In [None]:
from pathlib import Path
import pandas as pd
import plotly.express as px
from sklearn.metrics.pairwise import haversine_distances
import numpy as np
from datetime import datetime

# 1. Loading the data

In [None]:
DATA_PATH = Path("data")
WEATHER_DATA_PATH = DATA_PATH / "RR59"

In [None]:
weather_data = pd.read_csv(
    WEATHER_DATA_PATH / "Q_59_previous-1950-2022_RR-T-Vent.csv",
    sep=";",
    parse_dates=["AAAAMMJJ"],
)

In [None]:
weather_data.info()

In [None]:
weather_data.head(5)

# 2. Exploratory data analysis

## 2.a Compute weather data distribution

In [None]:
weather_data.describe()

## 2.b Identify extremum values for each station

In [None]:
station_info = weather_data.groupby("NOM_USUEL", as_index=False).agg(
    START_DATE=("AAAAMMJJ", "min"),
    END_DATE=("AAAAMMJJ", "max"),
    MAXRR=("RR", "max"),
    MINRR=("RR", "min"),
    LAT=("LAT", "mean"),
    LON=("LON", "mean"),
)
station_info["DURATION"] = (
    station_info["END_DATE"] - station_info["START_DATE"]
).dt.days

In [None]:
map = px.scatter_mapbox(
    station_info,
    lat="LAT",
    lon="LON",
    hover_data=["MAXRR", "MINRR", "NOM_USUEL"],
    color="MAXRR",
    color_continuous_scale="Jet",
    size="DURATION",
)
map.update_layout(mapbox_style="carto-positron", height=1200)

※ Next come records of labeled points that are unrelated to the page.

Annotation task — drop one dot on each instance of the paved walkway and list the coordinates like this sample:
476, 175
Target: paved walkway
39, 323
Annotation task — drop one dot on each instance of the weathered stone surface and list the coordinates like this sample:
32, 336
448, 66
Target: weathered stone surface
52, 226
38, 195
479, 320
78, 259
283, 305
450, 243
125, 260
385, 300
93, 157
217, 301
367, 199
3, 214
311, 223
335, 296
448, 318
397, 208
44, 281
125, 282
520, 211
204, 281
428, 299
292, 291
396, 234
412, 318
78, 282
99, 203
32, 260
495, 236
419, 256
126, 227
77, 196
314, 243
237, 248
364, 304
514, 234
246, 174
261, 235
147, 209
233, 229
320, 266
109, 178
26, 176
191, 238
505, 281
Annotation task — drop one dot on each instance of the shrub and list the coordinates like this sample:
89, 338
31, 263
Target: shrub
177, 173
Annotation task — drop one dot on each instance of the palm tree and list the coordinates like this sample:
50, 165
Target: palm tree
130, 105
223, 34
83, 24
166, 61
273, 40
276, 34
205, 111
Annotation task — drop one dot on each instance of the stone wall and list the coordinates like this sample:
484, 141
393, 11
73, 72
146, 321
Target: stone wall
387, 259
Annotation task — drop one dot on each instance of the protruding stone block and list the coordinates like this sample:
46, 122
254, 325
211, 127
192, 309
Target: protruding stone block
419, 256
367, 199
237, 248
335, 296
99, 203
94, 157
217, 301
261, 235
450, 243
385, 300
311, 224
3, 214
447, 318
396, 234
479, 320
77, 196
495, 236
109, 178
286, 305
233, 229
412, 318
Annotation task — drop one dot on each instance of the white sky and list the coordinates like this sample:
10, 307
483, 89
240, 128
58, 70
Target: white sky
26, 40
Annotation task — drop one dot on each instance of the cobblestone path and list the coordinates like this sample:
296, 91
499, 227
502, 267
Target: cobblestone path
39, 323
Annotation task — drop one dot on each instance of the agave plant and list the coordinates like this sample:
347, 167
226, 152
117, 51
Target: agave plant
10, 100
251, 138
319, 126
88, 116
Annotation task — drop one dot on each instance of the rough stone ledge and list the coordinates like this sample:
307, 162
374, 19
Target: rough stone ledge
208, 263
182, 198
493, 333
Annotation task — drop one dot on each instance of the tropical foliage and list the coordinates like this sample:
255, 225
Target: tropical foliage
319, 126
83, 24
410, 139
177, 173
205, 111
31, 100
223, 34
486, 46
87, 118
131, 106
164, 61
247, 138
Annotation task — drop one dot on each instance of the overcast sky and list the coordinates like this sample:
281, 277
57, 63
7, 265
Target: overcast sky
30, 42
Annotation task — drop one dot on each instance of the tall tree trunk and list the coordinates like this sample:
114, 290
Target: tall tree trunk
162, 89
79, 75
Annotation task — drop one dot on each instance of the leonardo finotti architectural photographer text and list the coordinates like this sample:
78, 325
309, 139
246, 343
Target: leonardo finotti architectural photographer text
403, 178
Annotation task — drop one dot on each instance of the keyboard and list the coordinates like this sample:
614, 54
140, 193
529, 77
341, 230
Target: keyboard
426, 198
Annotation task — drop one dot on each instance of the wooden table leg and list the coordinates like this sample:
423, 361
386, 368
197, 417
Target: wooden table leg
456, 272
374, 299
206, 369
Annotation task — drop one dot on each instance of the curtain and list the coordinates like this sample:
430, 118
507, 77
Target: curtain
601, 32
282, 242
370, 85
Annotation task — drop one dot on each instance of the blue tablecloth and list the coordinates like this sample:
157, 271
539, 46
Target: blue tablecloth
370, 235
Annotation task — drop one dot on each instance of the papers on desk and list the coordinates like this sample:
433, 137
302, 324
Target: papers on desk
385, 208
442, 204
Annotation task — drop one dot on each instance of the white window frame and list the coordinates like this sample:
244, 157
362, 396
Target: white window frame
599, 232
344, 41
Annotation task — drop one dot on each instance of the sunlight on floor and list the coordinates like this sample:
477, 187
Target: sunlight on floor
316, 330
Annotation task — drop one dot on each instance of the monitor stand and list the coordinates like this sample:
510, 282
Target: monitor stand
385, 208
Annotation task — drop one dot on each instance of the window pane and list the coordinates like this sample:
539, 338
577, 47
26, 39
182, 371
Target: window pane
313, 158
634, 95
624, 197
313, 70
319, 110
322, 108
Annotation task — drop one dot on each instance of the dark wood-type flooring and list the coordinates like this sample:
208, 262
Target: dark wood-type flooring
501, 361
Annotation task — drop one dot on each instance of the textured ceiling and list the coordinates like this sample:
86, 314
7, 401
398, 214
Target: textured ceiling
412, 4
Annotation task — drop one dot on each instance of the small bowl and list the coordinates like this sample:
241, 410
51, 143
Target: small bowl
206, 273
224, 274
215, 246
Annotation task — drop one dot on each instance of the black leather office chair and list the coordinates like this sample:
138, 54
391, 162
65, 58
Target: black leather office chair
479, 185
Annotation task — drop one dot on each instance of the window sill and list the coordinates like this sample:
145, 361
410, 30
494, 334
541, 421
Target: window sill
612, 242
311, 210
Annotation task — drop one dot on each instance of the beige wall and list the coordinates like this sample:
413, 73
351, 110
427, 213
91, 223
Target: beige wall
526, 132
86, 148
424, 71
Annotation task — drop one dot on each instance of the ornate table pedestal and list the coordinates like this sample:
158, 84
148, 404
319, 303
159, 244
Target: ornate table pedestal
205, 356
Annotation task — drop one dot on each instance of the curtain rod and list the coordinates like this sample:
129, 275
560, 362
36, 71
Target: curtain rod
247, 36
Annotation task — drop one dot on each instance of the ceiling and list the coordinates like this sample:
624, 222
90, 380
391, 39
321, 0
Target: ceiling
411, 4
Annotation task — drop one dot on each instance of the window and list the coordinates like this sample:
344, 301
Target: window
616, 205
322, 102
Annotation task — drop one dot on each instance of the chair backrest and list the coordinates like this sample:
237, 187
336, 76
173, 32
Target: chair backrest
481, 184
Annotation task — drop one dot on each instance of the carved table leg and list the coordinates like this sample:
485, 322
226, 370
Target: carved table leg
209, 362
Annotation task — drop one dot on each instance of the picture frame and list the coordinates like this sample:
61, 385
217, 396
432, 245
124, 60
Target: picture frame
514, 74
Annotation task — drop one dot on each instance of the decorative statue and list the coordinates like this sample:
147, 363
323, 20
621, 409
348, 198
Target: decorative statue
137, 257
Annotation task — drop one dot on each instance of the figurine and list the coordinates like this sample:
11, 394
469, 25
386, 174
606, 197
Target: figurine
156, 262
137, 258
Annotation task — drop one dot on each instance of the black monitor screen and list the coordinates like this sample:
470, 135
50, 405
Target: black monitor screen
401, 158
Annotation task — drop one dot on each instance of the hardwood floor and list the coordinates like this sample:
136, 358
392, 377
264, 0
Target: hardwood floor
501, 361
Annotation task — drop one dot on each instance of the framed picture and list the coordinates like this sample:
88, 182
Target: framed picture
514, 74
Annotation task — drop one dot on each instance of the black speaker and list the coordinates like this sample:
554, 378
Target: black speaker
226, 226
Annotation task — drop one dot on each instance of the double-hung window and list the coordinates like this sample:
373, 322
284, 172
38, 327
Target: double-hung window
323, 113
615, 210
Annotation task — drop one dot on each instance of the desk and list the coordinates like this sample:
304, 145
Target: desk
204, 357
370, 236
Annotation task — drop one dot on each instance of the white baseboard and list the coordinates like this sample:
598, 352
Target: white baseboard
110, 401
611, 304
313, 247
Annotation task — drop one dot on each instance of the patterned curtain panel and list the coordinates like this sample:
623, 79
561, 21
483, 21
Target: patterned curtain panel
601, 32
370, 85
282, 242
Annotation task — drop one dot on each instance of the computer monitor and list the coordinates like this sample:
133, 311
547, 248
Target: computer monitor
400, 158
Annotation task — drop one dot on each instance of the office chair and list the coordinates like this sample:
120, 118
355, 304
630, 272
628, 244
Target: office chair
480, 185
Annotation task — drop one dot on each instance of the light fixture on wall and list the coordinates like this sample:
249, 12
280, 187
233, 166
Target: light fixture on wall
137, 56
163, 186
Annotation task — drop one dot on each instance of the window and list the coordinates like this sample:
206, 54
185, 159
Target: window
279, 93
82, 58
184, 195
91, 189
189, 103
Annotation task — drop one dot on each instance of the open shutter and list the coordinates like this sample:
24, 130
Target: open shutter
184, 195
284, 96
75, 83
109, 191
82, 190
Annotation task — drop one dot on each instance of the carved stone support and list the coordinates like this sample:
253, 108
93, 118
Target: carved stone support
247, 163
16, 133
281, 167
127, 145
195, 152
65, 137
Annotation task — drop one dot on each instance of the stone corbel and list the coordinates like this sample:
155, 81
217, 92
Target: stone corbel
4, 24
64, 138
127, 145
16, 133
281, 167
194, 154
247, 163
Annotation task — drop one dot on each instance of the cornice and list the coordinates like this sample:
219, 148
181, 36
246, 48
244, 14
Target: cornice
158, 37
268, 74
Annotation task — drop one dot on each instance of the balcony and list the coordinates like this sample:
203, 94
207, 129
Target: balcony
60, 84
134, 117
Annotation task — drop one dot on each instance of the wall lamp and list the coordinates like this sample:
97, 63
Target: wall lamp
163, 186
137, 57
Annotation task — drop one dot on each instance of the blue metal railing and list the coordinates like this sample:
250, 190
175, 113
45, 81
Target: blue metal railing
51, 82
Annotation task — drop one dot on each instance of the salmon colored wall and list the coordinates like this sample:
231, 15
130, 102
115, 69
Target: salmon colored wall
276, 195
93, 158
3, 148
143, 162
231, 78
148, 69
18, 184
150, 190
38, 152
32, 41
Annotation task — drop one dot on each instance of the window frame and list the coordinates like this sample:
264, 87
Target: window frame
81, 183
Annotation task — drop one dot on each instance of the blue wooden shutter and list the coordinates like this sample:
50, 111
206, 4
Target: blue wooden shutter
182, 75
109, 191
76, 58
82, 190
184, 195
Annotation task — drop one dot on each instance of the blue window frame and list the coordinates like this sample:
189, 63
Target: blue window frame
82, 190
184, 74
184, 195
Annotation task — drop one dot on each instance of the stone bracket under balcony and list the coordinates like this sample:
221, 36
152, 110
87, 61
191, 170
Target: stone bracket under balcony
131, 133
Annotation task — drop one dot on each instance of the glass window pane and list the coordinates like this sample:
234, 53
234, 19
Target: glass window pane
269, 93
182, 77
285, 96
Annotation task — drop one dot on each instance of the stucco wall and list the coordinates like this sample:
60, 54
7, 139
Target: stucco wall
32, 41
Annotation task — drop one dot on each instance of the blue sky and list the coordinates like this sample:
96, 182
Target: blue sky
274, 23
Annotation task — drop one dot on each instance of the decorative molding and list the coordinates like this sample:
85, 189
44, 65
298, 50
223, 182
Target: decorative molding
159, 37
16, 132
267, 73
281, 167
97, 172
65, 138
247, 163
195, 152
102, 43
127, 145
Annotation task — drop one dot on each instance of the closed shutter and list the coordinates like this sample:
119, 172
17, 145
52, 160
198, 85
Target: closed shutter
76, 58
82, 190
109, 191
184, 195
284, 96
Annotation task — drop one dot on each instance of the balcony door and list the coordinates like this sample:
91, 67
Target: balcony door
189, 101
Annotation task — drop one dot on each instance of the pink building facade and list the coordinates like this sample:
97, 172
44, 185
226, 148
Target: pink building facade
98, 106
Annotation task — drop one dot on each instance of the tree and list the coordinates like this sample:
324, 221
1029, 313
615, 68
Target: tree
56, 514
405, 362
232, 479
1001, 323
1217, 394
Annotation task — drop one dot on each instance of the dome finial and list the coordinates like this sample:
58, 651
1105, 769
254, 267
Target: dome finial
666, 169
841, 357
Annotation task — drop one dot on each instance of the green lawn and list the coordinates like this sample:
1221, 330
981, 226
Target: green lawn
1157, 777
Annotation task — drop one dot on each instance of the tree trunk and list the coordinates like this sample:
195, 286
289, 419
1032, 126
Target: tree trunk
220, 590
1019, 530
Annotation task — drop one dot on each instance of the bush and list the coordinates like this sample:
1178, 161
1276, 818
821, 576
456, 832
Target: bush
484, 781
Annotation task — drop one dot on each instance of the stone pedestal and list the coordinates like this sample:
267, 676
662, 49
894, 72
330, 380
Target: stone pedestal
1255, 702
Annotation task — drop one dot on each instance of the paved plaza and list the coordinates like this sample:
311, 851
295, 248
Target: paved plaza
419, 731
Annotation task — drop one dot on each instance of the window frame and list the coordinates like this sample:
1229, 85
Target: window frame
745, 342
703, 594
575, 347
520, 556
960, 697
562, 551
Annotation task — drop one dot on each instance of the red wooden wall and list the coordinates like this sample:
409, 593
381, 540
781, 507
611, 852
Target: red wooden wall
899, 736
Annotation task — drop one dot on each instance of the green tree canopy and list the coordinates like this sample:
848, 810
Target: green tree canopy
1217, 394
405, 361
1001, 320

## 2.c Display RR distribution for each station

In [None]:
weather_data.groupby("NOM_USUEL")["RR"].describe()

In [None]:
weather_data[weather_data["RR"] > 0].plot(
    kind="hist",
    color="NOM_USUEL",
    x="RR",
    backend="plotly",
    barmode="overlay",
    log_x=True,
    histnorm="probability",
    # cumulative = True
)

# 3. Explore correlation between stations

## 3.1 Align data on same datetime

In [None]:
weather_ts = weather_data.pivot_table(
    columns="NOM_USUEL", index="AAAAMMJJ", values="RR"
)

In [None]:
weather_ts.loc[datetime(2000, 1, 1) : datetime(2000, 1, 30)].plot(backend="plotly")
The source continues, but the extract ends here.